My research primarily focuses on two aspects in control engineering:
- System modeling
- Control design
1. System Modeling
System modeling is used in control engineering to simulate, predict, and design regulators. These systems can be nonlinear, time-varying, and/or stochastic. Due to the complexity of such topic, I decided to encapsulate "system modeling" as an independent unit of my research.
I am particularly passionate about modeling three-dimensional, complex mechanical systems. With the huge improvement of the computational power in the last few decades, it is now possible to optimize algorithms to simulate the system dynamics in real time. In particular, we can use general-purpose computing on graphics processing units (GPGPU), where highly parallelized computations with large data throughputs are emphasized.

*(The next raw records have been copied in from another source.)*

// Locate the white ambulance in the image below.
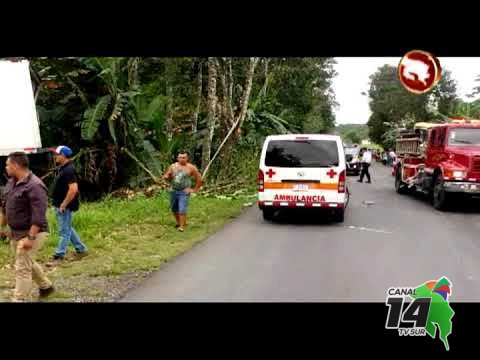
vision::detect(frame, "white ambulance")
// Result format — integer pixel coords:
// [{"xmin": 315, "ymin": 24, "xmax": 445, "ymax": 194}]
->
[{"xmin": 258, "ymin": 134, "xmax": 349, "ymax": 222}]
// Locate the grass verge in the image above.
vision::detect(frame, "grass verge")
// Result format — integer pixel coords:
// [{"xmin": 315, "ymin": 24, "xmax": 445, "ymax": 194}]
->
[{"xmin": 0, "ymin": 193, "xmax": 253, "ymax": 301}]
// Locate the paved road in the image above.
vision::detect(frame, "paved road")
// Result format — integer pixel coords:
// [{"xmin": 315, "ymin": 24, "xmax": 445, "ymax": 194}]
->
[{"xmin": 123, "ymin": 165, "xmax": 480, "ymax": 302}]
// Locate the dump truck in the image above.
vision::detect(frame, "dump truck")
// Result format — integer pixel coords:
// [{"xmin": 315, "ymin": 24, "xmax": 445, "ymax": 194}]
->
[{"xmin": 394, "ymin": 118, "xmax": 480, "ymax": 210}]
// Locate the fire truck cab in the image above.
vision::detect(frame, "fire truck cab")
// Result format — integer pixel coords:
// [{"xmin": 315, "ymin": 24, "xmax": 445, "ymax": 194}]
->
[{"xmin": 394, "ymin": 119, "xmax": 480, "ymax": 210}]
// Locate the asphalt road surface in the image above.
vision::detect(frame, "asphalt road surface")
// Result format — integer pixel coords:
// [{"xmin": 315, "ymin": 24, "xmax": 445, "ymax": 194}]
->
[{"xmin": 122, "ymin": 165, "xmax": 480, "ymax": 302}]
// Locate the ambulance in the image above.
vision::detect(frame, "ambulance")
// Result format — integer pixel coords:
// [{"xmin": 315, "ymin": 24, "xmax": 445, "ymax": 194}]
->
[{"xmin": 258, "ymin": 134, "xmax": 349, "ymax": 222}]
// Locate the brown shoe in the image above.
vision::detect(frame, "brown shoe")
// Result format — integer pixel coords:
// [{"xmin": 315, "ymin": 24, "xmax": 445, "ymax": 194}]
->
[{"xmin": 75, "ymin": 251, "xmax": 88, "ymax": 260}]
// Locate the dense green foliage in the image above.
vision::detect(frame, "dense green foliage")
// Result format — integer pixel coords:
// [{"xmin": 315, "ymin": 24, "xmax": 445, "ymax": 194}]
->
[
  {"xmin": 368, "ymin": 65, "xmax": 461, "ymax": 147},
  {"xmin": 335, "ymin": 124, "xmax": 368, "ymax": 144}
]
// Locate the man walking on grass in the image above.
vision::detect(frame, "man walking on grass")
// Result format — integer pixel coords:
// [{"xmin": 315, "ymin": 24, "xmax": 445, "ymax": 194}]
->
[
  {"xmin": 163, "ymin": 151, "xmax": 202, "ymax": 232},
  {"xmin": 0, "ymin": 152, "xmax": 54, "ymax": 302},
  {"xmin": 358, "ymin": 149, "xmax": 372, "ymax": 184},
  {"xmin": 52, "ymin": 146, "xmax": 88, "ymax": 261}
]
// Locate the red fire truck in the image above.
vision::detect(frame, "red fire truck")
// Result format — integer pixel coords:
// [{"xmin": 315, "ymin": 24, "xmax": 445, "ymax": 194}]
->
[{"xmin": 394, "ymin": 118, "xmax": 480, "ymax": 210}]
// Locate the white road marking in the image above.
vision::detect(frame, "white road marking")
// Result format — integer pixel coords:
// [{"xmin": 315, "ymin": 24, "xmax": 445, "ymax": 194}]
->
[{"xmin": 348, "ymin": 226, "xmax": 392, "ymax": 234}]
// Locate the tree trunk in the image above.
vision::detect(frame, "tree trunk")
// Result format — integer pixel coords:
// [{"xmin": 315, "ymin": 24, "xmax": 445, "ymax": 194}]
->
[
  {"xmin": 192, "ymin": 59, "xmax": 203, "ymax": 134},
  {"xmin": 165, "ymin": 59, "xmax": 175, "ymax": 140},
  {"xmin": 202, "ymin": 58, "xmax": 217, "ymax": 169},
  {"xmin": 236, "ymin": 58, "xmax": 258, "ymax": 137}
]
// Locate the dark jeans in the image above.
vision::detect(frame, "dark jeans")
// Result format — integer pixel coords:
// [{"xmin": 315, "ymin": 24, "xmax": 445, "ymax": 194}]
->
[
  {"xmin": 360, "ymin": 163, "xmax": 371, "ymax": 182},
  {"xmin": 55, "ymin": 208, "xmax": 88, "ymax": 257}
]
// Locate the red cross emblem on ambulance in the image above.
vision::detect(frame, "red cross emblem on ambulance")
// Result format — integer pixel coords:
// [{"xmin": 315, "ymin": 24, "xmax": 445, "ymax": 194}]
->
[{"xmin": 266, "ymin": 169, "xmax": 276, "ymax": 179}]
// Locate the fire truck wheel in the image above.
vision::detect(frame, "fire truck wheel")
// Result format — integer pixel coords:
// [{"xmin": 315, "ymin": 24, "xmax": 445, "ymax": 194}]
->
[
  {"xmin": 333, "ymin": 209, "xmax": 345, "ymax": 223},
  {"xmin": 433, "ymin": 175, "xmax": 448, "ymax": 210},
  {"xmin": 263, "ymin": 207, "xmax": 275, "ymax": 221},
  {"xmin": 395, "ymin": 167, "xmax": 407, "ymax": 194}
]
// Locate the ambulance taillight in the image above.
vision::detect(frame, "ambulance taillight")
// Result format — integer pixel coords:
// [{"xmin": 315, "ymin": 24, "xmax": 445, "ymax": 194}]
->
[
  {"xmin": 338, "ymin": 170, "xmax": 347, "ymax": 193},
  {"xmin": 258, "ymin": 170, "xmax": 265, "ymax": 192}
]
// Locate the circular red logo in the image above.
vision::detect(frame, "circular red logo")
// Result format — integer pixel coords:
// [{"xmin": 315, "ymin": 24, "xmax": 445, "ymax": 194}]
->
[{"xmin": 398, "ymin": 50, "xmax": 442, "ymax": 94}]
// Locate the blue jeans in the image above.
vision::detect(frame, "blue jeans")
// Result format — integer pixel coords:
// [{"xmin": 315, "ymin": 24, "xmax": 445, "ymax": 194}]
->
[
  {"xmin": 170, "ymin": 190, "xmax": 190, "ymax": 215},
  {"xmin": 55, "ymin": 208, "xmax": 88, "ymax": 257}
]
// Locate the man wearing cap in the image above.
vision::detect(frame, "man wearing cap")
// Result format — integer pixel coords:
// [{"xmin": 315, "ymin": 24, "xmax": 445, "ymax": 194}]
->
[{"xmin": 52, "ymin": 145, "xmax": 88, "ymax": 260}]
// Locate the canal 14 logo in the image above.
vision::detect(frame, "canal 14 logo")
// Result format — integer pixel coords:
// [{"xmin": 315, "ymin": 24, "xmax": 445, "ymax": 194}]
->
[{"xmin": 385, "ymin": 277, "xmax": 455, "ymax": 350}]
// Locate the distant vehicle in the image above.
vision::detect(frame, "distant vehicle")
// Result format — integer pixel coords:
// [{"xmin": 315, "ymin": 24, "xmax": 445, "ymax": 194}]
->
[
  {"xmin": 0, "ymin": 60, "xmax": 52, "ymax": 188},
  {"xmin": 394, "ymin": 119, "xmax": 480, "ymax": 210},
  {"xmin": 258, "ymin": 134, "xmax": 349, "ymax": 222},
  {"xmin": 345, "ymin": 146, "xmax": 361, "ymax": 176}
]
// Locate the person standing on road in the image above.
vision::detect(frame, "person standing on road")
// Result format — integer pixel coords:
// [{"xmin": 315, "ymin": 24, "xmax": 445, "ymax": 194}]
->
[
  {"xmin": 163, "ymin": 151, "xmax": 202, "ymax": 232},
  {"xmin": 357, "ymin": 149, "xmax": 372, "ymax": 184},
  {"xmin": 0, "ymin": 152, "xmax": 54, "ymax": 302},
  {"xmin": 52, "ymin": 146, "xmax": 88, "ymax": 261}
]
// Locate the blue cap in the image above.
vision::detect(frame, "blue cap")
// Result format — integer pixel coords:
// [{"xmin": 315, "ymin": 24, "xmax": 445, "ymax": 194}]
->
[{"xmin": 55, "ymin": 145, "xmax": 73, "ymax": 157}]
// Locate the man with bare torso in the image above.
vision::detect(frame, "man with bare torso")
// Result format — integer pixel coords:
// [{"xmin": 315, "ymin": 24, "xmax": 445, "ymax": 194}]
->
[{"xmin": 163, "ymin": 151, "xmax": 202, "ymax": 231}]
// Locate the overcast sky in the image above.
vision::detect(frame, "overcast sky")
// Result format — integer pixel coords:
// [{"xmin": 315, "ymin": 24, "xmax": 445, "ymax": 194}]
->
[{"xmin": 333, "ymin": 57, "xmax": 480, "ymax": 124}]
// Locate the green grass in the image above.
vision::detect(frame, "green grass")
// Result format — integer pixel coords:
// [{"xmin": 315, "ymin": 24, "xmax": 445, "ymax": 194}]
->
[{"xmin": 0, "ymin": 193, "xmax": 252, "ymax": 301}]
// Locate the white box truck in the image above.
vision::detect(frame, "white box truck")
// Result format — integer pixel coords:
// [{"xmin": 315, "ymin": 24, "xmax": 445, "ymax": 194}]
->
[{"xmin": 0, "ymin": 60, "xmax": 52, "ymax": 186}]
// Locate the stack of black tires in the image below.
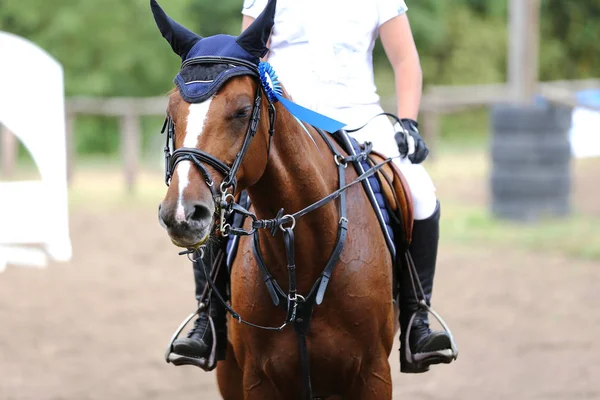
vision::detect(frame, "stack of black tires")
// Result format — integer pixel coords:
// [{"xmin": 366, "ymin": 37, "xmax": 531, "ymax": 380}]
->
[{"xmin": 490, "ymin": 104, "xmax": 572, "ymax": 221}]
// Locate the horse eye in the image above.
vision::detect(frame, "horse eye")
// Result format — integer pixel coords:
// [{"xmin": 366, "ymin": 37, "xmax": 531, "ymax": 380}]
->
[{"xmin": 233, "ymin": 106, "xmax": 251, "ymax": 119}]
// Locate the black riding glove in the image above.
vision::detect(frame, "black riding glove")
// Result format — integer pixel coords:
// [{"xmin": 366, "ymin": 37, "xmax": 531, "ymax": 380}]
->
[{"xmin": 394, "ymin": 118, "xmax": 429, "ymax": 164}]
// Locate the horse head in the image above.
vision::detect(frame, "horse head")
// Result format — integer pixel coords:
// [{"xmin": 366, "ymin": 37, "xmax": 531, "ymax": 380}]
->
[{"xmin": 150, "ymin": 0, "xmax": 276, "ymax": 249}]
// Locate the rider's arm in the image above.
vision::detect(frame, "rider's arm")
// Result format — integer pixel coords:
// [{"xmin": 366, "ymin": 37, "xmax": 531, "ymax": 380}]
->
[{"xmin": 379, "ymin": 13, "xmax": 423, "ymax": 120}]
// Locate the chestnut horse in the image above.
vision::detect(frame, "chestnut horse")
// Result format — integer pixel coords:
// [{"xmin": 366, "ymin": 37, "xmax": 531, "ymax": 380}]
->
[{"xmin": 152, "ymin": 0, "xmax": 395, "ymax": 400}]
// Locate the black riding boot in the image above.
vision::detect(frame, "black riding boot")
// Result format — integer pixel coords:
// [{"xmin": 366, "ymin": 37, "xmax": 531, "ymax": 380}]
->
[
  {"xmin": 400, "ymin": 202, "xmax": 456, "ymax": 373},
  {"xmin": 173, "ymin": 249, "xmax": 227, "ymax": 360}
]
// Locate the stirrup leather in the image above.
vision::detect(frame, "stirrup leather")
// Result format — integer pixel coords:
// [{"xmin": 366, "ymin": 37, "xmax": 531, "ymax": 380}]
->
[
  {"xmin": 165, "ymin": 303, "xmax": 217, "ymax": 372},
  {"xmin": 404, "ymin": 300, "xmax": 458, "ymax": 370}
]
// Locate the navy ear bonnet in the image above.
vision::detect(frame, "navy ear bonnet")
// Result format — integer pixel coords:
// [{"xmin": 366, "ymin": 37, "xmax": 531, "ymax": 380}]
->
[{"xmin": 174, "ymin": 35, "xmax": 260, "ymax": 103}]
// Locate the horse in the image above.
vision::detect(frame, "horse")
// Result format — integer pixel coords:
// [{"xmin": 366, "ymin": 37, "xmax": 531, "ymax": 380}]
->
[{"xmin": 151, "ymin": 0, "xmax": 410, "ymax": 400}]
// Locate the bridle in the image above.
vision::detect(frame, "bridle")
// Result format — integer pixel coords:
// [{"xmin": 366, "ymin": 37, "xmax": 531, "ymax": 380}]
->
[{"xmin": 161, "ymin": 57, "xmax": 276, "ymax": 203}]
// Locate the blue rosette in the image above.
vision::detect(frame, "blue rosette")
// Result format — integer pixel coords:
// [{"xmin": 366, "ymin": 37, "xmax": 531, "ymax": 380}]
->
[{"xmin": 258, "ymin": 62, "xmax": 346, "ymax": 132}]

Applications range from simulating large, convoluted mechanical systems in the academic environment, to realistically simulating complex phenomena (e.g., object collisions, body deformation, fluids, gas, etc.) in game and physics engines. Other useful applications include simulating/predicting human motions (e.g., walking, pedaling, etc.) for rehabilitation in medical-related fields.
2. Control Design
A controller can be added to a system so that its output is forced to follow a trajectory, or its state stabilizes to a desired equilibrium. For example, a cruise controller can be added to a car to maintain a desired constant speed. The speed is automatically regulated, and there is no need for the driver to provide the input. That is, the speed of the car is now "controlled".
2.1. Control Paradigms
In my experience, there exist two paradigms of control algorithms: (i) the model-based control, and (ii) the model-free control paradigms. In a nutshell, a model-based control algorithm is an algorithm that makes direct use of the plant model to compute the control using the plant sensors. A model-free control algorithm, on the contrary, is an algorithm that does not make direct use of the plant model, and either adapts to the system dynamics or uses fixed gains to compute the control with the help of the sensors.
2.2. Control Engineering and Machine Learning: A Possible Combination?
With the miracle of the internet of things, data can be stored more and more efficiently and in greater amounts. We can thus imagine using these data to learn the plant model, without an a-priori knowledge of the system dynamics. Learning complex systems is possible through machine learning.
I am particularly interested in merging both model-based and model-free algorithms. At first sight, both worlds seem antagonistic, but I believe that we can still discover numerous synergistic features to create more powerful controllers. I believe this merge is possible through the combination of traditional tools in control engineering with learning tools in machine learning.